Ordinary Matter by Laura Elvery, University of Queensland Press, 2020

This anthology of short stories by Australian writer Laura Elvery is inspired by the women who have won the Nobel Prize for scientific research. With only twenty female wins (two of them to Marie Curie) and what feels like not a lot of historical fanfare, it seems right to give them another nod.

The women and their discoveries are the starting point, so the stories take you across distance and time. Occasionally, a former winner is reimagined as a younger or older self (Marie Curie on tour with her daughters, Rosalyn Yalow on the eve of the Prize ceremony in Stockhom) but mostly it’s the discoveries and how they have changed lives in big and small ways – something we all participate in with scientific discovery whether we consider it or not.

Breasts and Eggs by Mieko Kawakamo, Picador, 2020

This wasn’t an easy read, or perhaps I mean a ‘comfortable’ read.
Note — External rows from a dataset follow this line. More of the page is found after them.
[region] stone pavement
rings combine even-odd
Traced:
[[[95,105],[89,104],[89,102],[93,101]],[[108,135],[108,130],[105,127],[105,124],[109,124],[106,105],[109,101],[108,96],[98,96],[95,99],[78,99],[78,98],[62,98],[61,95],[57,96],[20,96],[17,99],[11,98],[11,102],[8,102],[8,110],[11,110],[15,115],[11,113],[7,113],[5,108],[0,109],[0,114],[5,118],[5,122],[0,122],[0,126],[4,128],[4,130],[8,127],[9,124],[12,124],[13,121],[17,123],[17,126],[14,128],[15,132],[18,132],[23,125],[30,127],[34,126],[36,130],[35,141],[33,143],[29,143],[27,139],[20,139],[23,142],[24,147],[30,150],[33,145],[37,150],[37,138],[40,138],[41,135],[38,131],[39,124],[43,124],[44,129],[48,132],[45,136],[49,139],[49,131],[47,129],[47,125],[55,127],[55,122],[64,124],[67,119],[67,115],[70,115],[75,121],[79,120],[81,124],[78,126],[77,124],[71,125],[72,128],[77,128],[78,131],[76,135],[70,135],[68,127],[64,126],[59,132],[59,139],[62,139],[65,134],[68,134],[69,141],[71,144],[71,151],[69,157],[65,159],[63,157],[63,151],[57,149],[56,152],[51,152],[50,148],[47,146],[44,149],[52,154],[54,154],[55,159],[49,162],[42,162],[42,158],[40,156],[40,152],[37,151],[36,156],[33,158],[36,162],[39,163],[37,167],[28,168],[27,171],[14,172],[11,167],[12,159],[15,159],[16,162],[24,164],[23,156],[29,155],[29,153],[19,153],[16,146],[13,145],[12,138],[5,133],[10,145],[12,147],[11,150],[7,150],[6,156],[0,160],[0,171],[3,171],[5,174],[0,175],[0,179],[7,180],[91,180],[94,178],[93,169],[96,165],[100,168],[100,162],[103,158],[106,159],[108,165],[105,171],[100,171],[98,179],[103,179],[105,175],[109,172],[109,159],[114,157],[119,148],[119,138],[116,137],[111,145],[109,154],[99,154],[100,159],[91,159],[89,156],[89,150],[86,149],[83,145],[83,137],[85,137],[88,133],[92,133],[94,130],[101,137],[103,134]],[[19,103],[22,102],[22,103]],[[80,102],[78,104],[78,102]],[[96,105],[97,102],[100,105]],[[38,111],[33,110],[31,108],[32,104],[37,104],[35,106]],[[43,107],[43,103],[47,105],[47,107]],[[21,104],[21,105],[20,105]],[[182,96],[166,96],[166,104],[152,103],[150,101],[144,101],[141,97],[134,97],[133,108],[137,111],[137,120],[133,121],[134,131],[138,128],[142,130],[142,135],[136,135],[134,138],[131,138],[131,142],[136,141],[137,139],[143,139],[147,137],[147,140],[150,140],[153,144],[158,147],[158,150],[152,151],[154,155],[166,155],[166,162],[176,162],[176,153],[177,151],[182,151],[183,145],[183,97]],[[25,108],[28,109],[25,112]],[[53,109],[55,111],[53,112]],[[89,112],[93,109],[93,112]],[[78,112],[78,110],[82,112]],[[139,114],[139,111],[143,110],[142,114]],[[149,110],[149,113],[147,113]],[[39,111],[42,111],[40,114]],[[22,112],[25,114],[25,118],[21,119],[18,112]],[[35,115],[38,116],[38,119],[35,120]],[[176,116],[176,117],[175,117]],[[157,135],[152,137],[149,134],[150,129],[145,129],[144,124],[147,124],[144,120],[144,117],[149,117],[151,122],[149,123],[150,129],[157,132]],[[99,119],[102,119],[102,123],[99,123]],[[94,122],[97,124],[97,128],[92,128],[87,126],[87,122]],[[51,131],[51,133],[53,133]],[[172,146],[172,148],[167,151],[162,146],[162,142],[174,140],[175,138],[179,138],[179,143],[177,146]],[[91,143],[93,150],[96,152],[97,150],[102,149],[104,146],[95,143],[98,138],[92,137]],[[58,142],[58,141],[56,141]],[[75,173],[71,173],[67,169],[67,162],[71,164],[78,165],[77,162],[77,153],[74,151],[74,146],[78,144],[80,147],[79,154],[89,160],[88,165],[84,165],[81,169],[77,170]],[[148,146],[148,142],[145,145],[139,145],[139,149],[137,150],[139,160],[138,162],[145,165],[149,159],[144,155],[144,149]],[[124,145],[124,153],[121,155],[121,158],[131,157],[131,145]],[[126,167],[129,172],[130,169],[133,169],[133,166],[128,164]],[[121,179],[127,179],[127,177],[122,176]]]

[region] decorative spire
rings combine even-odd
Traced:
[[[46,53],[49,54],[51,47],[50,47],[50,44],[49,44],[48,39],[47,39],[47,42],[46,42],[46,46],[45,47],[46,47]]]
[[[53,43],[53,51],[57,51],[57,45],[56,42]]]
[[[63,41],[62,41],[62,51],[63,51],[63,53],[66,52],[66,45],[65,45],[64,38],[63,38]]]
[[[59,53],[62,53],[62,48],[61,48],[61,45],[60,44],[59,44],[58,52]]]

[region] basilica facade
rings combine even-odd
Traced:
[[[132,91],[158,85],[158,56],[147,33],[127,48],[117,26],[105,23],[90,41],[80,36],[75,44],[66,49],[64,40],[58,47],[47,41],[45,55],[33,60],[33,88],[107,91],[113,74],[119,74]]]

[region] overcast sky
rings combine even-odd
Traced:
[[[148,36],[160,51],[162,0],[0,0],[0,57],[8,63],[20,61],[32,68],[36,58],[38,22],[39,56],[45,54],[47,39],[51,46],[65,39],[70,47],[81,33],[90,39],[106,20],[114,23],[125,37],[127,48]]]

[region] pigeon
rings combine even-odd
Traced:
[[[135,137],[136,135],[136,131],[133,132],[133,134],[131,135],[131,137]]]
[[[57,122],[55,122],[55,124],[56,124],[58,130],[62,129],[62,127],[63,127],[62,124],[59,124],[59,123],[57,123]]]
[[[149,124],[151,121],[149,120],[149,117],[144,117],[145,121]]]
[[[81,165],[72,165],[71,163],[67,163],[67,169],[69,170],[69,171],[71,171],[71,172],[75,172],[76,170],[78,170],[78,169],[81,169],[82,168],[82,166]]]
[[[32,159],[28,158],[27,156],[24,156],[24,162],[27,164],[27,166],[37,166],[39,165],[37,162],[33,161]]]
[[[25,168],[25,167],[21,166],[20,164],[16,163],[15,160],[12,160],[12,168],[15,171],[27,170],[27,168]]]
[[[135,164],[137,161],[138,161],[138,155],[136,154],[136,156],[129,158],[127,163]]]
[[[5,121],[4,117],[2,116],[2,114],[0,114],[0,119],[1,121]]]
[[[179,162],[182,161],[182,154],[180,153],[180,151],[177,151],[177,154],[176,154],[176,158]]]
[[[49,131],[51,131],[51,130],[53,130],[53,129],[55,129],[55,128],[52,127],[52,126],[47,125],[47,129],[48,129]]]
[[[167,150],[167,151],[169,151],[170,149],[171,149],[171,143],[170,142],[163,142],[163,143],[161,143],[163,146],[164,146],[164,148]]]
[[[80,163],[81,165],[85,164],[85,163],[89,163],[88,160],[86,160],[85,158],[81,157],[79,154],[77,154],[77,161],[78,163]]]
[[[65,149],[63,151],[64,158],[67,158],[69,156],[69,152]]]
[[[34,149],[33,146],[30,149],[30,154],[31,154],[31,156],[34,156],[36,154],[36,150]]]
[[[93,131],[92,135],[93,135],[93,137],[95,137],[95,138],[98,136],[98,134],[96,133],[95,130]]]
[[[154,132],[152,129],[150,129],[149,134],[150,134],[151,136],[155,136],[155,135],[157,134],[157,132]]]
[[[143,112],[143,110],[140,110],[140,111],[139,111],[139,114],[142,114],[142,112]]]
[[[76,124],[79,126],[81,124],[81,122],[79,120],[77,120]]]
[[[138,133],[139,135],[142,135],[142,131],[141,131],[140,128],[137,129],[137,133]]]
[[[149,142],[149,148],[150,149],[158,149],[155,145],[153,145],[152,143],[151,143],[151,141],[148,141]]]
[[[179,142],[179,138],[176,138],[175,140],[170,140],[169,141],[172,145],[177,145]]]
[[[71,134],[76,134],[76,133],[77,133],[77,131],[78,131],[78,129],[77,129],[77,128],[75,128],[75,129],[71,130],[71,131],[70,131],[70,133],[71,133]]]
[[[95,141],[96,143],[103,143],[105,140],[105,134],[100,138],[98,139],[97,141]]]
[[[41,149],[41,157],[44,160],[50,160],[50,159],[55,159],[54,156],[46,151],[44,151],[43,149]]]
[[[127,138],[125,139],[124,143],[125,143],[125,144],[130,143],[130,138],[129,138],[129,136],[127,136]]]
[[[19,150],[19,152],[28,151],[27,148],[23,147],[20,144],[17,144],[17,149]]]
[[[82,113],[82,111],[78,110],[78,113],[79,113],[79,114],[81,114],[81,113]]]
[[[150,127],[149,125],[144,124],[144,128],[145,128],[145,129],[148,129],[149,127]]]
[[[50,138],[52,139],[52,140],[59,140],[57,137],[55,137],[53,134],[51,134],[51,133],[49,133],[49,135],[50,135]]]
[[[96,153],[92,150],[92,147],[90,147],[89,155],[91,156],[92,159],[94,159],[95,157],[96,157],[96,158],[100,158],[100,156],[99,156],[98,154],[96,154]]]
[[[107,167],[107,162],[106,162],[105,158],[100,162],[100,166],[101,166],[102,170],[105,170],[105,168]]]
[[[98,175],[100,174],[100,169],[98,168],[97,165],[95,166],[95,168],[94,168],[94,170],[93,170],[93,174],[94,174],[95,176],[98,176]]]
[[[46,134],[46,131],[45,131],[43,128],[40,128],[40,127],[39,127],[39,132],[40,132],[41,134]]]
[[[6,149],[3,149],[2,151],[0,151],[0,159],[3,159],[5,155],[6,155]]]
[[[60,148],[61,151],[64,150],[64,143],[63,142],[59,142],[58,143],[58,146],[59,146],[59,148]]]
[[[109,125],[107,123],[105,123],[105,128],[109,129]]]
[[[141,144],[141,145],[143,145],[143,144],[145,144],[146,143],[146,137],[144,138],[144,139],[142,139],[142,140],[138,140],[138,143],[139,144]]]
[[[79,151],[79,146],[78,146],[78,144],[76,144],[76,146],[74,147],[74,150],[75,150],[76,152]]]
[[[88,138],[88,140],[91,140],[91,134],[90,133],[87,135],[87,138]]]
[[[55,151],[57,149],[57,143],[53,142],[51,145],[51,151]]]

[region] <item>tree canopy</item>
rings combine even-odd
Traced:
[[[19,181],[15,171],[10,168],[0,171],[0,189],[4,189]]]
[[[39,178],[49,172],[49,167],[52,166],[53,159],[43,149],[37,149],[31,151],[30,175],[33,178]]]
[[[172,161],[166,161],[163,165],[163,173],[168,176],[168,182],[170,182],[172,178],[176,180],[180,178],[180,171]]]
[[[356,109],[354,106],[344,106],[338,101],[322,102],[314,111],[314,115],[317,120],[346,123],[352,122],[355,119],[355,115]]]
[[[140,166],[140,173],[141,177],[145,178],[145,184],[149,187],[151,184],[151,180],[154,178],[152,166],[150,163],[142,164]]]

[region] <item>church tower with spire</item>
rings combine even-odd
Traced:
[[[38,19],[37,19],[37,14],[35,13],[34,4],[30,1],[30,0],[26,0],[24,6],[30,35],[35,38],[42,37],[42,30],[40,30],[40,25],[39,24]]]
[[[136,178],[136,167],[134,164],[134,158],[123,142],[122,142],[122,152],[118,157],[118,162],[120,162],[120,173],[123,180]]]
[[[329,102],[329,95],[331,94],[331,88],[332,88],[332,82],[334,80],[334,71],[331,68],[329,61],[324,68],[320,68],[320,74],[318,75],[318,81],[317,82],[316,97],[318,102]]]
Set in modern Japan, it follows a mother, daughter and aunt. These women don’t have many options. The past actions of other people in their life, usually men, mean they are working hard to survive.  

There’s a cataloguing of small details – meals eaten, actions done, that snagged the narrative for me but certainly added to the oppressive and repetitive sense of their days.

It’s offered as a novel but feels more like two novellas (the notes say it’s the extended version of a novella). The second part of the book offers more hope and liberation for the aunt that comes from financial freedom. Her struggle changes to a moral and philosophical one regarding donor sperm and IVF parenthood in Japan.

The Burning Island by Jock Serong, Text Publishing, 2020

This was a real page-turner for me. I’ve never read anything else by Jock Serong but will definitely track down his other titles. I also don’t read a lot of historical fiction crime thrillers – if that’s what this could be defined as.

This story is set in early colonial Australia on a sea voyage from Sydney down to the Furneaux Islands in Bass Strait.

A group of disparate characters are onboard; a naval lieutenant disgraced by his drunkenness, convict brothers bound by blood loyalty, the quiet Captain who navigates ever onwards, and the doctor scientist, whose charisma and curiosity pique the tedium for our narrator, Eliza.

A sense of doom pervades the narration from the isolation, the atrocities, and the landscape. It’s a great tale of revenge, grief, loyalty, lust and betrayal. But don’t fear all that heaviness because Jock Serong can turn the body of a drowned man to poetry as silver fish empty from the water in his mouth.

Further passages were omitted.